Sabe, acho que cada vida tem um objectivo e está intimamente interligada com as restantes, nomeadamente as que lhe estão mais próximas.

Poderia discutir o assunto por tempo indeterminado, até a questão da vida para além da morte ou da reencarnação, mas a verdade é que é na crueldade de algumas situações que nos encontramos ou encontramos forças que desconhecíamos em nós.

O que não é impeditivo de sofrimento para além do imaginável, de dor sem tréguas e de uma situação de impotência face a certas e determinadas situações que nos deixa, a todos, arrasados.

É o mundo dual onde vivemos. Mas já pensou o que é um Deus teria de fazer se fosse realmente intervencionista?
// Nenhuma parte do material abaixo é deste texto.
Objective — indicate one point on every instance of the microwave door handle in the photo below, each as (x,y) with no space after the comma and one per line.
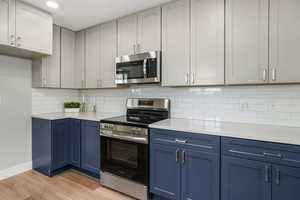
(145,68)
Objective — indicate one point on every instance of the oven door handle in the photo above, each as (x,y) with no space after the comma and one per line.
(127,138)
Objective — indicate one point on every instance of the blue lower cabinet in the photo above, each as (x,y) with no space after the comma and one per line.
(41,145)
(285,183)
(200,175)
(245,179)
(184,166)
(90,146)
(74,142)
(165,171)
(60,144)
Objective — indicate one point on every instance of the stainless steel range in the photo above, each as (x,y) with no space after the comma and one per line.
(124,146)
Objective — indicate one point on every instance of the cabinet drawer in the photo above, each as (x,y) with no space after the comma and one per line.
(202,142)
(263,151)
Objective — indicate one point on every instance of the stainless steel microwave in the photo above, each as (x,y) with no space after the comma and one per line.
(139,68)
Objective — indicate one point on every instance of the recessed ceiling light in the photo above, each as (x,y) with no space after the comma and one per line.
(52,4)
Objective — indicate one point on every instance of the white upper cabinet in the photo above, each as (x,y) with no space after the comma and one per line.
(92,57)
(79,72)
(108,53)
(284,41)
(33,29)
(67,58)
(247,41)
(149,30)
(46,70)
(127,35)
(207,42)
(176,43)
(140,32)
(5,23)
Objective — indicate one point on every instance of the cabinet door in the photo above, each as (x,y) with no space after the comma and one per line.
(92,57)
(200,175)
(127,35)
(60,147)
(286,183)
(53,62)
(149,30)
(246,41)
(90,146)
(74,139)
(80,60)
(67,58)
(4,23)
(245,179)
(207,42)
(33,29)
(176,43)
(108,53)
(165,171)
(284,41)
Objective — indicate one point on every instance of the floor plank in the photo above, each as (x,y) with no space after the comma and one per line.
(70,185)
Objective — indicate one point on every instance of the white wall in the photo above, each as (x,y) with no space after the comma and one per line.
(279,105)
(15,111)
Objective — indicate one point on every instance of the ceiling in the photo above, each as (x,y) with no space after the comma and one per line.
(79,14)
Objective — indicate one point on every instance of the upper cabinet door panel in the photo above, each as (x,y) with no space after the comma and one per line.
(80,60)
(284,41)
(149,30)
(53,61)
(207,36)
(127,35)
(33,29)
(176,43)
(246,41)
(108,53)
(92,57)
(4,22)
(67,58)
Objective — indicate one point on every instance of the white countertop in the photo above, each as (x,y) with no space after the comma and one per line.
(268,133)
(93,116)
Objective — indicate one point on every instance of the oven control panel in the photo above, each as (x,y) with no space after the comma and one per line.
(124,132)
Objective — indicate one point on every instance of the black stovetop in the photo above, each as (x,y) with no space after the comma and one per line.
(140,118)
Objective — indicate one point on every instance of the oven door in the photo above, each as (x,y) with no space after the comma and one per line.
(125,159)
(140,68)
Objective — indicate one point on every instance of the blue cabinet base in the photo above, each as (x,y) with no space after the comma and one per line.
(68,167)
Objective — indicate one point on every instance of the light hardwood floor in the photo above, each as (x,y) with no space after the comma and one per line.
(69,185)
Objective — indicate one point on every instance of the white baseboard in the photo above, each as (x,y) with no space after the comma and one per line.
(18,169)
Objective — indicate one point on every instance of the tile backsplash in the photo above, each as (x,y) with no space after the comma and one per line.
(51,100)
(278,105)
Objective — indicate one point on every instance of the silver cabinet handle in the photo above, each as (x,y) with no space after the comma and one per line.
(278,176)
(267,173)
(273,74)
(145,68)
(265,75)
(12,41)
(187,78)
(134,49)
(273,155)
(193,78)
(183,157)
(138,48)
(180,141)
(44,84)
(177,155)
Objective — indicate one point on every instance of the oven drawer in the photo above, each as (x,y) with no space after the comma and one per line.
(263,151)
(201,142)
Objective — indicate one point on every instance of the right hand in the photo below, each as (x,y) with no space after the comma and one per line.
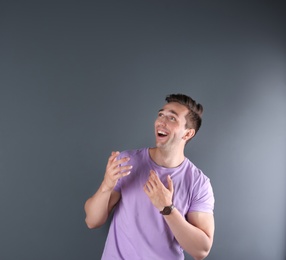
(114,171)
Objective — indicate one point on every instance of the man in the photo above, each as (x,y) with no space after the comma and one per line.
(163,204)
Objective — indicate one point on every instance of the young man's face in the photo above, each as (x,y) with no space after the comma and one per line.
(170,125)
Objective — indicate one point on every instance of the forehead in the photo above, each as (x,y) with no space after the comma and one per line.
(175,108)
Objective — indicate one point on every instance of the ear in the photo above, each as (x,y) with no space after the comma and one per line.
(190,133)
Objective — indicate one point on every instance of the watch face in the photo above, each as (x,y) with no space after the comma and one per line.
(167,210)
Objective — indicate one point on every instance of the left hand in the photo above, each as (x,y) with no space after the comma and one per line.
(159,195)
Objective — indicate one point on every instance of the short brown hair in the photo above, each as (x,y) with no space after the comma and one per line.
(194,117)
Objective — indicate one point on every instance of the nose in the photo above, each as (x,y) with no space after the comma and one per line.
(162,120)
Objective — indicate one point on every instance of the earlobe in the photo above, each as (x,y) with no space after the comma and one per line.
(190,134)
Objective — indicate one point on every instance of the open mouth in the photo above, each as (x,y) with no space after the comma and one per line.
(161,133)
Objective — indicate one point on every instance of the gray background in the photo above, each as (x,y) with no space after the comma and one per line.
(82,78)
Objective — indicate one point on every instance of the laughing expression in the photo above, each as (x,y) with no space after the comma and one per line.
(170,125)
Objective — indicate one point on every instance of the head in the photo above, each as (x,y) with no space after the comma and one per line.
(194,116)
(177,122)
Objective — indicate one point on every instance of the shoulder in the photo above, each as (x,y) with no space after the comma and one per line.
(133,153)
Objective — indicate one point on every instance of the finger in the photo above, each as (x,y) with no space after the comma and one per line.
(170,184)
(113,156)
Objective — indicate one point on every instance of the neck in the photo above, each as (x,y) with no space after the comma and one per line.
(168,159)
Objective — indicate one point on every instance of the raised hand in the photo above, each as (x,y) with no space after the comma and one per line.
(159,195)
(114,171)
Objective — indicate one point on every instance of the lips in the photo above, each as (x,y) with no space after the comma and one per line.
(161,133)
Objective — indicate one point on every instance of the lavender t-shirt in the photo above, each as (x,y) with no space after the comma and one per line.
(138,230)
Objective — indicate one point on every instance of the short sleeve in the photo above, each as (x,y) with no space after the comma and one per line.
(203,197)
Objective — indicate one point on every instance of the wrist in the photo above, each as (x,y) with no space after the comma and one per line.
(167,210)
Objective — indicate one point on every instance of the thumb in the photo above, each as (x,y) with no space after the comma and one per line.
(170,184)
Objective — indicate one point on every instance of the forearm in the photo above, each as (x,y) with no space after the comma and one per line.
(192,239)
(97,208)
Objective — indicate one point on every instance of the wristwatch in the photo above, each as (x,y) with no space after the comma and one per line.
(167,210)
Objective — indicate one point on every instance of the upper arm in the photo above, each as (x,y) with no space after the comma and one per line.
(203,221)
(114,198)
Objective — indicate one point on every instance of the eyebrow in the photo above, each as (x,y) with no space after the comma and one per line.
(171,111)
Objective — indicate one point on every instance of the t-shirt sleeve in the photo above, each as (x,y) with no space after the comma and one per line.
(119,182)
(203,197)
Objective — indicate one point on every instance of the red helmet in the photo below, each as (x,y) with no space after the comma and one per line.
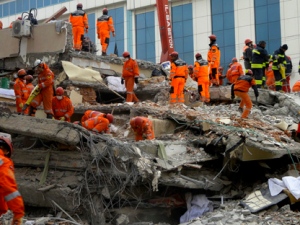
(126,54)
(174,54)
(29,78)
(234,59)
(249,72)
(110,117)
(198,55)
(104,11)
(247,41)
(21,73)
(5,142)
(212,37)
(59,91)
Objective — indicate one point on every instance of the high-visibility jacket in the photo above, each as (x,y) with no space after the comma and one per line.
(90,114)
(145,131)
(79,18)
(296,87)
(260,58)
(10,197)
(214,55)
(20,93)
(62,108)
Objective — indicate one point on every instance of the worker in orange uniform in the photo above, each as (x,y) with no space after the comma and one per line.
(202,74)
(213,56)
(105,25)
(10,197)
(130,74)
(270,79)
(62,106)
(236,70)
(178,76)
(79,21)
(142,127)
(240,88)
(99,124)
(45,88)
(247,53)
(20,90)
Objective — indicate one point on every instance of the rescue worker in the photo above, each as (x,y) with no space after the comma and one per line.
(202,74)
(10,197)
(99,124)
(62,106)
(259,59)
(45,89)
(90,114)
(270,79)
(178,76)
(143,128)
(296,87)
(130,74)
(241,88)
(20,90)
(247,53)
(105,25)
(279,63)
(236,70)
(213,56)
(79,21)
(288,71)
(191,72)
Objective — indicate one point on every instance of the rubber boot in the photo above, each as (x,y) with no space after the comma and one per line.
(32,111)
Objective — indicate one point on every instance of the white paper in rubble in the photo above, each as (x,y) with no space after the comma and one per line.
(288,182)
(114,83)
(76,73)
(190,84)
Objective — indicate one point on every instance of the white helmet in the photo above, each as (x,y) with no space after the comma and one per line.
(37,62)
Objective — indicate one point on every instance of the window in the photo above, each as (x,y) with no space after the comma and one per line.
(182,26)
(224,28)
(145,41)
(267,23)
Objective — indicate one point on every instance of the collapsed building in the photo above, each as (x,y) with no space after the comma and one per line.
(199,150)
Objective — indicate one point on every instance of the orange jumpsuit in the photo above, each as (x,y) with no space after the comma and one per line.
(79,21)
(10,197)
(62,108)
(296,87)
(98,124)
(270,77)
(130,71)
(213,58)
(178,76)
(105,25)
(201,71)
(20,93)
(45,83)
(90,114)
(145,131)
(236,70)
(240,89)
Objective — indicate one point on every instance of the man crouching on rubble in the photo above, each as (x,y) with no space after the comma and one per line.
(10,197)
(241,88)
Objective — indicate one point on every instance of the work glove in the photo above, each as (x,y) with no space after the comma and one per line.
(17,221)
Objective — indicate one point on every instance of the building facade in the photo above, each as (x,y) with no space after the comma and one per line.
(275,21)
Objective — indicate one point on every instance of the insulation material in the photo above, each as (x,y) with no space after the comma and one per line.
(76,73)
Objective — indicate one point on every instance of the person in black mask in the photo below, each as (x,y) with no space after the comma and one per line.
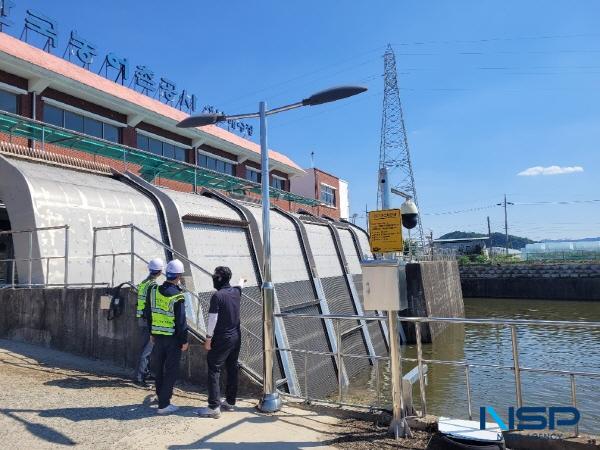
(223,341)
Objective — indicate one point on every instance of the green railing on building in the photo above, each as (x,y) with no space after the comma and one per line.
(151,166)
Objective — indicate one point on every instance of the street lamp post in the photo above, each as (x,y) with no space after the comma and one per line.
(270,401)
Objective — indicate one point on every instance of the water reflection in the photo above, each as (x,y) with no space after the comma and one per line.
(568,348)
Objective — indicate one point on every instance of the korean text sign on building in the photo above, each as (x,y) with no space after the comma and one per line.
(385,228)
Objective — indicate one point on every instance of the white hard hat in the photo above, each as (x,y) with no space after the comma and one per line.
(156,264)
(175,267)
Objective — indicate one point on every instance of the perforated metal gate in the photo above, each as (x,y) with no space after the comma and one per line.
(349,245)
(295,293)
(337,293)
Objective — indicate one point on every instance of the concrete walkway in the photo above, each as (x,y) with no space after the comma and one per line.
(50,399)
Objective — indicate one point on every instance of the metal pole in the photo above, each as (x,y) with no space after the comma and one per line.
(378,383)
(94,258)
(66,276)
(490,237)
(398,426)
(468,391)
(506,225)
(196,178)
(574,400)
(30,256)
(112,278)
(338,340)
(132,253)
(420,365)
(270,401)
(306,376)
(515,347)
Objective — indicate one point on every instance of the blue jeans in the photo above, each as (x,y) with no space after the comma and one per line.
(142,369)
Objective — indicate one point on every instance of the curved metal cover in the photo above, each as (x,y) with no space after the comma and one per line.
(83,201)
(200,205)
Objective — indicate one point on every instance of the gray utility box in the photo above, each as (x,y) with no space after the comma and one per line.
(384,285)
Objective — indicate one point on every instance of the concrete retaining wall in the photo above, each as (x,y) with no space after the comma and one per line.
(71,320)
(434,289)
(544,281)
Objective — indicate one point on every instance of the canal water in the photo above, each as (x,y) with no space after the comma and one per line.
(543,347)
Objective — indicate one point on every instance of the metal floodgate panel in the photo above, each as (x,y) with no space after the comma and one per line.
(309,334)
(339,301)
(374,326)
(211,246)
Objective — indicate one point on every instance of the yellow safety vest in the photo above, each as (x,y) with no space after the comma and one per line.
(142,292)
(163,311)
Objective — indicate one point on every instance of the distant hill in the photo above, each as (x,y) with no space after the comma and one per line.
(498,239)
(572,240)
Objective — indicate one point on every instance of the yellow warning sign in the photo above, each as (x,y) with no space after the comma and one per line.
(385,228)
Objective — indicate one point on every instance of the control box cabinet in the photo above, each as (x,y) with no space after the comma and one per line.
(384,285)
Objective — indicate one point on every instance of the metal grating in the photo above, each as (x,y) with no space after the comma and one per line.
(309,334)
(150,165)
(294,293)
(374,327)
(251,353)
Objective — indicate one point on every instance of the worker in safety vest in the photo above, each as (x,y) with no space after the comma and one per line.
(155,268)
(165,310)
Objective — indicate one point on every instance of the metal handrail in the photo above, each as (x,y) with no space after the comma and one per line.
(180,255)
(516,367)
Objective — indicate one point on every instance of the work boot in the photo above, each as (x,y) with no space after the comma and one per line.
(207,411)
(167,409)
(225,406)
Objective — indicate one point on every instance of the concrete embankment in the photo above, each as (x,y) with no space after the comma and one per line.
(531,281)
(51,399)
(71,320)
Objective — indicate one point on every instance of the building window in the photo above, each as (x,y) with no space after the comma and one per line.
(8,102)
(83,124)
(253,175)
(328,195)
(160,148)
(278,183)
(218,165)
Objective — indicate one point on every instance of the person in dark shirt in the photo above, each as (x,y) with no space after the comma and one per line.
(165,311)
(223,341)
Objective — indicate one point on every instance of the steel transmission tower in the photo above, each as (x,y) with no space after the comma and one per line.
(394,155)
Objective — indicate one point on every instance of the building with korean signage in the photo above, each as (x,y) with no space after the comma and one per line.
(61,94)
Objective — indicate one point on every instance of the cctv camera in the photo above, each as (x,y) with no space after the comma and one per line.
(410,214)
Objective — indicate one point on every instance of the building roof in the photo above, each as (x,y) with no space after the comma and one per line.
(458,240)
(45,64)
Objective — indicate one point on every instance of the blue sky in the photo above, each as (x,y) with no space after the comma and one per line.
(489,89)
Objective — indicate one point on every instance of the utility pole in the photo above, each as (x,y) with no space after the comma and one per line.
(394,155)
(505,203)
(490,237)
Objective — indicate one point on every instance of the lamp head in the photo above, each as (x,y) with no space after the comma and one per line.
(333,94)
(201,120)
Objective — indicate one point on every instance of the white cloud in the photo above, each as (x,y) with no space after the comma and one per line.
(550,170)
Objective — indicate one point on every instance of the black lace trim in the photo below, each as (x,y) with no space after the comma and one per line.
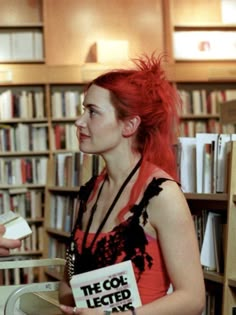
(128,238)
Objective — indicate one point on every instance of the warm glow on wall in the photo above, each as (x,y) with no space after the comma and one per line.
(112,51)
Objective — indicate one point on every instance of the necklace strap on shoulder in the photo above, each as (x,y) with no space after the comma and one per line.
(131,174)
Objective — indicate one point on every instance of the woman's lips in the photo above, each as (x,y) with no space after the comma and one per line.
(83,136)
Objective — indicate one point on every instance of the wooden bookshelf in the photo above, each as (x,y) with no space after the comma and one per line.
(69,59)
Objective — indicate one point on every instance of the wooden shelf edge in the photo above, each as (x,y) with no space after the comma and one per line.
(232,282)
(27,253)
(54,274)
(234,198)
(213,276)
(211,197)
(63,189)
(58,232)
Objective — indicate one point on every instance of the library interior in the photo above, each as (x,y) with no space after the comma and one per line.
(49,51)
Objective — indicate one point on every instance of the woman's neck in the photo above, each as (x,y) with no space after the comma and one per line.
(117,170)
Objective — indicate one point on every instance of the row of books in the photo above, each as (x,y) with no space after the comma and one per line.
(67,103)
(20,45)
(26,202)
(57,248)
(62,212)
(202,162)
(32,243)
(212,247)
(64,137)
(23,137)
(22,104)
(189,128)
(213,304)
(74,169)
(210,231)
(26,170)
(19,276)
(202,102)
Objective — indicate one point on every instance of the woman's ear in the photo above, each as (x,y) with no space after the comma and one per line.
(130,126)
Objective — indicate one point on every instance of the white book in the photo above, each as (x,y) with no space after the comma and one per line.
(57,99)
(38,44)
(208,257)
(16,226)
(221,163)
(22,45)
(196,102)
(188,164)
(201,140)
(6,105)
(207,168)
(5,46)
(112,287)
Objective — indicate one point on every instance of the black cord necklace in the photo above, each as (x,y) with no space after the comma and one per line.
(93,210)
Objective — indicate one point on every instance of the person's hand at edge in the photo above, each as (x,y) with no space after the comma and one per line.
(7,244)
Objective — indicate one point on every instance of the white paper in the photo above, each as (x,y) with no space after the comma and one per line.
(228,11)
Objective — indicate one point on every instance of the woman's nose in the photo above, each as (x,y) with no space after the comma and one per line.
(80,122)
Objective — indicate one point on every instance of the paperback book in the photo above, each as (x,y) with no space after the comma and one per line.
(16,226)
(113,287)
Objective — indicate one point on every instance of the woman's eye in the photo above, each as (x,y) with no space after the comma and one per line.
(91,112)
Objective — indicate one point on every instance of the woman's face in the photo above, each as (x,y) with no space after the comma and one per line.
(98,129)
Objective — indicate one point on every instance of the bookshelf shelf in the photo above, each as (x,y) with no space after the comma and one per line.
(234,198)
(63,189)
(59,233)
(35,220)
(27,253)
(22,25)
(211,201)
(205,27)
(54,274)
(232,282)
(26,153)
(214,276)
(25,121)
(197,117)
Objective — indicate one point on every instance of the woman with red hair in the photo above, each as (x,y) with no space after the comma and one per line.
(135,210)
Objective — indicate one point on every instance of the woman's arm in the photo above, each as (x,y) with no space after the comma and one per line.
(170,216)
(172,222)
(7,244)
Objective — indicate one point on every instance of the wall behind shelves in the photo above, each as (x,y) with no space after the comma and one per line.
(71,30)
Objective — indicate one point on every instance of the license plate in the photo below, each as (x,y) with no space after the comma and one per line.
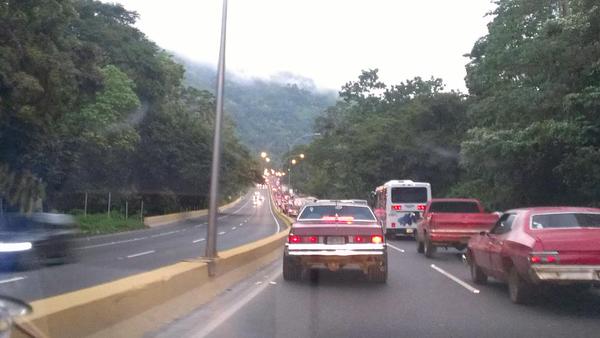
(336,240)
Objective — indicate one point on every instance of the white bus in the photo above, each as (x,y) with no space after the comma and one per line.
(398,205)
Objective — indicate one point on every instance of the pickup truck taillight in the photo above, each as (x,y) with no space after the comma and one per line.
(544,257)
(295,239)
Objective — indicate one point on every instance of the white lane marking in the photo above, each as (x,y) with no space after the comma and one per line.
(272,214)
(14,279)
(111,243)
(165,233)
(454,278)
(395,248)
(141,254)
(223,316)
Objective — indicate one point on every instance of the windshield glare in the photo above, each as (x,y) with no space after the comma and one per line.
(323,211)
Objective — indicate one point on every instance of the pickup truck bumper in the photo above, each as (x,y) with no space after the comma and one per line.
(335,257)
(451,237)
(408,232)
(565,273)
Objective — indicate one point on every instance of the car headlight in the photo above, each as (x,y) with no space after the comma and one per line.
(15,247)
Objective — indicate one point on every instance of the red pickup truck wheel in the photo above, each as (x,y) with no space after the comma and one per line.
(519,290)
(429,249)
(420,246)
(291,270)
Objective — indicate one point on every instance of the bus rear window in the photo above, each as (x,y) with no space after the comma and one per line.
(409,195)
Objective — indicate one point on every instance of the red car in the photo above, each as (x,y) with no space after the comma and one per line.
(334,235)
(450,222)
(532,247)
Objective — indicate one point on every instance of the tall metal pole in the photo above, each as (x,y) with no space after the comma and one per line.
(211,230)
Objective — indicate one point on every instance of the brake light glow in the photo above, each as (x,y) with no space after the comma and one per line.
(338,219)
(546,257)
(376,239)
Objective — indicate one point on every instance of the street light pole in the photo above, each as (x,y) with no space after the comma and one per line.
(211,229)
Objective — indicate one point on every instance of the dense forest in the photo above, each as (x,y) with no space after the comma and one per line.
(527,133)
(272,114)
(89,104)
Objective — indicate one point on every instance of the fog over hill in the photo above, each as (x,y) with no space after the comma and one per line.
(270,114)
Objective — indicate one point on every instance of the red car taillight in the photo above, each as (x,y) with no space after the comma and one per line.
(377,239)
(359,239)
(545,257)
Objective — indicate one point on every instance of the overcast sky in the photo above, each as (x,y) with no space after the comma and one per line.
(329,41)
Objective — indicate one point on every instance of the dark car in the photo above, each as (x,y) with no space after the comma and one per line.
(30,240)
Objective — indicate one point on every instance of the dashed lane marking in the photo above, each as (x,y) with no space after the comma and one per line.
(14,279)
(141,254)
(455,279)
(395,248)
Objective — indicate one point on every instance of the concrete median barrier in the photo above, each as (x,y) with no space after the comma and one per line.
(134,305)
(154,221)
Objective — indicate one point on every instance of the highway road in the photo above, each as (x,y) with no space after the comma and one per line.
(422,298)
(109,257)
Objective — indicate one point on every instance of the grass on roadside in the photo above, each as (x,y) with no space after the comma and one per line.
(95,224)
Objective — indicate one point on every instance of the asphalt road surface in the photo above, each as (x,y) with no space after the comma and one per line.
(105,258)
(422,298)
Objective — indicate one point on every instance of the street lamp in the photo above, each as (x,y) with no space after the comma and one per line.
(211,229)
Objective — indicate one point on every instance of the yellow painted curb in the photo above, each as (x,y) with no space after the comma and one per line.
(132,306)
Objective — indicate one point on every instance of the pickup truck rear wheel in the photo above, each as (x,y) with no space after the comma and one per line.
(378,273)
(477,275)
(519,290)
(429,249)
(291,270)
(420,246)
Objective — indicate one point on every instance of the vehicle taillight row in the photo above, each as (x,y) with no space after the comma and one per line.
(398,207)
(550,257)
(295,239)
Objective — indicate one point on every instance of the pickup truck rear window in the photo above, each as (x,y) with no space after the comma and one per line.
(313,212)
(566,220)
(409,195)
(454,207)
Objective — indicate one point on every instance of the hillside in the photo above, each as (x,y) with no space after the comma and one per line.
(269,114)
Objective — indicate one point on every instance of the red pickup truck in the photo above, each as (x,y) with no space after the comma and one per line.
(450,222)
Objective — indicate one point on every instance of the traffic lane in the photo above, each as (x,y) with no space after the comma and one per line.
(417,301)
(121,260)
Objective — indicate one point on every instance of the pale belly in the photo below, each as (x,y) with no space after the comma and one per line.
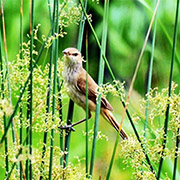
(79,98)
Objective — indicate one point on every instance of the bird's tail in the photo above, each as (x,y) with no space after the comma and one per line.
(109,116)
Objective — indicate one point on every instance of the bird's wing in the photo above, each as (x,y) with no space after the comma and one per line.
(92,90)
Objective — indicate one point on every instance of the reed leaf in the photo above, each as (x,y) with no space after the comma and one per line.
(87,107)
(169,92)
(100,81)
(59,86)
(4,116)
(117,87)
(48,87)
(55,46)
(22,90)
(71,103)
(30,100)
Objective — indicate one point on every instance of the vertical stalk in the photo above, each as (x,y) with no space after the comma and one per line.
(169,93)
(48,88)
(30,88)
(71,103)
(22,90)
(150,76)
(87,107)
(55,20)
(100,81)
(117,87)
(59,85)
(4,116)
(176,155)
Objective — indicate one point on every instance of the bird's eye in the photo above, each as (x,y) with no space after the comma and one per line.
(75,54)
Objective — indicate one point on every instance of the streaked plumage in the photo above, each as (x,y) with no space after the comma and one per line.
(75,80)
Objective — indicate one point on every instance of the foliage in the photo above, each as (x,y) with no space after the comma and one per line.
(128,22)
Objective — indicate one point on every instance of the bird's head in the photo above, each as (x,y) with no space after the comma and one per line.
(72,56)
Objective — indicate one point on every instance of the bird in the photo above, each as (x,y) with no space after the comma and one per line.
(74,76)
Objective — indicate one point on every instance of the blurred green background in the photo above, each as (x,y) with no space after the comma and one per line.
(127,27)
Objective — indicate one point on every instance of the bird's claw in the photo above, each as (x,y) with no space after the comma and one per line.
(67,127)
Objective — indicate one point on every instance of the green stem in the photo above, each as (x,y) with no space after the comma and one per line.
(71,103)
(49,90)
(55,20)
(100,81)
(31,86)
(59,86)
(150,76)
(87,107)
(21,57)
(117,87)
(176,155)
(169,93)
(22,90)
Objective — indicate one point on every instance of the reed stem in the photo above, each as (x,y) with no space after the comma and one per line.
(169,92)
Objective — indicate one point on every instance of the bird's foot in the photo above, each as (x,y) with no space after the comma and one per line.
(67,127)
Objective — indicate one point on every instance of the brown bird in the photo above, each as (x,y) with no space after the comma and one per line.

Acredite ou não, já me deixou espiritualmente confortado por saber que compreende, mesmo sem ainda ter sido mãe, o grande objectivo da maternidade: amar incondicionalmente.

Espero, sinceramente, que um dia tenha a possibilidade de colocar esse amor em prática. Irá, certamente, experimentar uma das mais deliciosas sensações da existência humana.

Caro Senhor Inspector,

Desde que na prática o ser humano tenha em seu coração o amor, a bondade, o carinho, a solidariedade, o respeito e a fé em algo de divino, seja qual for a religião ou o credo que siga, a palavra de Deus, tornada acção, habita em si.

Por isso, católico, hindu, muçulmano, budista, judeu, enfim, toda uma panóplia de religiões que existem na Terra, se tratares o teu semelhante como gostarias de ser tratado por ele...

Mas isto já é entrar no campo da teologia, e eu deixo isso para os profissionais.